摘要

Forest landscape restoration (FLR) is a process that aims to regain ecological integrity and enhance human well-being in deforested or degraded forest landscapes. To ensure that restoration efforts are successful, the first step is to understand the dynamics of the forest landscape and the dominant forces responsible for its change. Taking Yong'an city, Fujian province in China as a case for study, this paper constructed a Markov model to predict the dynamics of the forest landscape based on sample-plot data of Continuous Forest Inventory at a county level. The study area was divided into eight landscape element types based on FLR, including approximated primary forest, secondary broad-leaved forest, secondary forest of Pinus massoniana, natural bamboo forest, planted forest, non-timber product forest, degraded forest land and non-forestry land. The analysis showed the following: (1) the extent of reforestation of planted forest, non-timber product forest and secondary forest of Pinus massoniana would be greater than that of deforestation of approximated primary forest, broad-leaved secondary forest and natural bamboo forest.
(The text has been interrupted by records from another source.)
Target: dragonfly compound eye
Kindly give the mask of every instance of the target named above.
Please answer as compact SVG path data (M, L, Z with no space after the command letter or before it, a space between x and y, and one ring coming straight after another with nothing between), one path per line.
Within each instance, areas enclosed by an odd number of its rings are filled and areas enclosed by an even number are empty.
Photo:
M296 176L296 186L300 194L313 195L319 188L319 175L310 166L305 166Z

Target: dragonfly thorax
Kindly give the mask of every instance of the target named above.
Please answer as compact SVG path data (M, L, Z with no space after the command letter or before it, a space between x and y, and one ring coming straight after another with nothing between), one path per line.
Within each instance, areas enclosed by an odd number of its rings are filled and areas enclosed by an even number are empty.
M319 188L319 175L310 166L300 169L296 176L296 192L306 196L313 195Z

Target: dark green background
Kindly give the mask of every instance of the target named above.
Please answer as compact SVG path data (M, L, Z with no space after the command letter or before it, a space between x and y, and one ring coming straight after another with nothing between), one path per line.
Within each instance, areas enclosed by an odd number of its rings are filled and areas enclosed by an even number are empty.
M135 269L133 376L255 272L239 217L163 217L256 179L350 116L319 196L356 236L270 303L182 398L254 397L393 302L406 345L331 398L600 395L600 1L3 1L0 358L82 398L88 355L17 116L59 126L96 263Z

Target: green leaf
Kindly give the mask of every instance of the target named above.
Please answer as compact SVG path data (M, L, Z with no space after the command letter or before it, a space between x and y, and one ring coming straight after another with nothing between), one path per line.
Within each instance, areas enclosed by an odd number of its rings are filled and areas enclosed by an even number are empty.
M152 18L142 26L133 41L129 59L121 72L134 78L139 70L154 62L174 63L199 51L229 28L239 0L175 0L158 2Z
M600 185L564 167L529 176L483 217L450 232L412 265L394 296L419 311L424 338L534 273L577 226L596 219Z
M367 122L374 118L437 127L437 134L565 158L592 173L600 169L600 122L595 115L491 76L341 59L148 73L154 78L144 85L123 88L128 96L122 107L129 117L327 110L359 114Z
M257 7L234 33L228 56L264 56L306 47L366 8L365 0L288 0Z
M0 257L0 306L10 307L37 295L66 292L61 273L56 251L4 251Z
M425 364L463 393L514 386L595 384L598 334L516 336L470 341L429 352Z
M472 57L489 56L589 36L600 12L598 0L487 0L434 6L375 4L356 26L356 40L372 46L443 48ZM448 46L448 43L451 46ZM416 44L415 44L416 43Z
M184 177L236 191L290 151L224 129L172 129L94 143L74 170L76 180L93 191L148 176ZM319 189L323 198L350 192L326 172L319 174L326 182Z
Therefore, the total area covered by forest would increase steadily. (2) Conversely, conversion among different landscape element types would occur frequently and have high transition proportions. (3) Remarkable decrease of the extent of approximated primary forest, together with the conversion from degraded forest land to secondary forest, would probably result in the decline of forest volume. (4) Forest productivity in the meantime will not be maintained or enhanced because of the conversion from secondary forest to planted forest. These results suggest that the direct and underlying driving force of landscape dynamics should be understood and addressed in the upcoming studies for remnant approximated primary forest protection, secondary forest management and degraded forest land rehabilitation. The conclusion is that the Markov model can be used to analyze the forest landscape dynamics for FLR based on sample-plot survey data of Continuous Forest Inventory at a county level.